Cookies with the SameSite=None in Chrome - Printable Version +- Atozed Forums (https://www.atozed.com/forums) +-- Forum: Atozed Software Products (https://www.atozed.com/forums/forum-1.html) +--- Forum: IntraWeb (https://www.atozed.com/forums/forum-3.html) +---- Forum: English (https://www.atozed.com/forums/forum-16.html) +----- Forum: IntraWeb General Discussion (https://www.atozed.com/forums/forum-4.html) +----- Thread: Cookies with the SameSite=None in Chrome (/thread-3994.html)

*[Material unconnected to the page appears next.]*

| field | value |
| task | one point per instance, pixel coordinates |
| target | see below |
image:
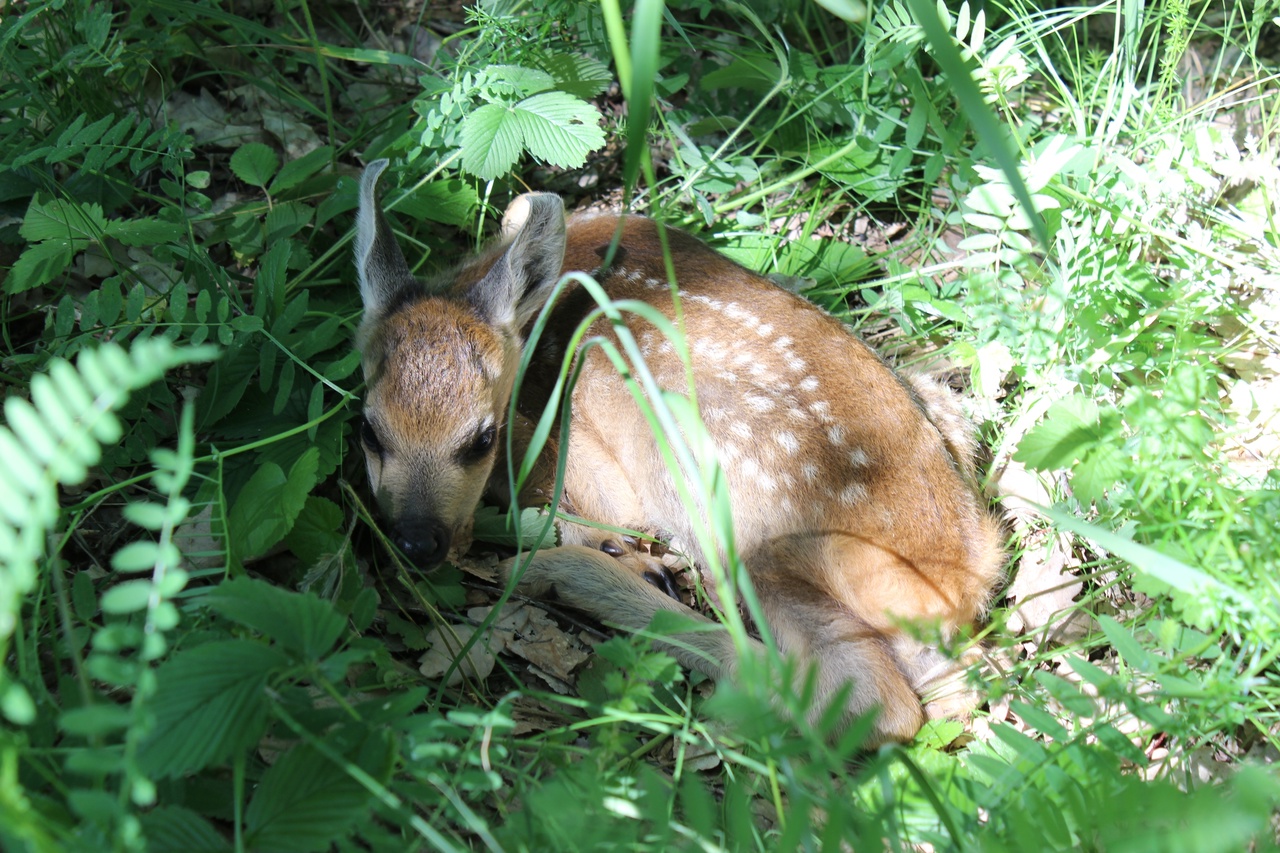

Cookies with the SameSite=None in Chrome - valmeras - 03-27-2024 I am using C++ Builder 10.2.3 with Intraweb 15.5.9 I am getting the warning message below in Google Chrome: "Cookies with the SameSite=None; Secure and not Partitioned attributes that operate in cross-site contexts are third-party cookies. In future Chrome versions, reading third-party cookies will be blocked. This behavior protects user data from cross-site tracking." The problem is that in IWServercontroller->CookieOptions Secure= true But even if I set SameSite=ssoStrict or SameSite=ssoLax I am always getting the same warning! I can try to set it in the code in IWServercontroller. But I think it needs to be checked RE: Cookies with the SameSite=None in Chrome - Alexandre Machado - 04-03-2024 I'll check and get back to you. Please keep in mind that browsers keep changing their "security" policies and enforcing things that are not even part of any standard. RE: Cookies with the SameSite=None in Chrome - Alexandre Machado - 04-08-2024 You didn't specify the application type (http.sys, Indy, ISAPI, ASPX), anyway, IntraWeb correctly sets the cookie attributes as expected in the specs. If you have a 3rd party (or cross-site) cookie you must have both CookieOptions.SameSite = ssoNone CookieOptions.Secure = True and you must use HTTPS only. Any HTTP (not HTTPS) connection will give you this warning because a cross site cookie can't be read in an unprotected HTTP connection. Using ssoLax or ssoStrict on a 3rd party cookie won't work. All this is described in detail here: https://developers.google.com/search/blog/2020/01/get-ready-for-new-samesitenone-secure RE: Cookies with the SameSite=None in Chrome - valmeras - 04-08-2024 OK. Thanks for the response I found that the error message was related to a Google Ads script which was also forcing the browser to be in "Quirk mode". So, I just removed Google Ads! I am going to read the article in details and see if it possible to put the Ads back with the right security level.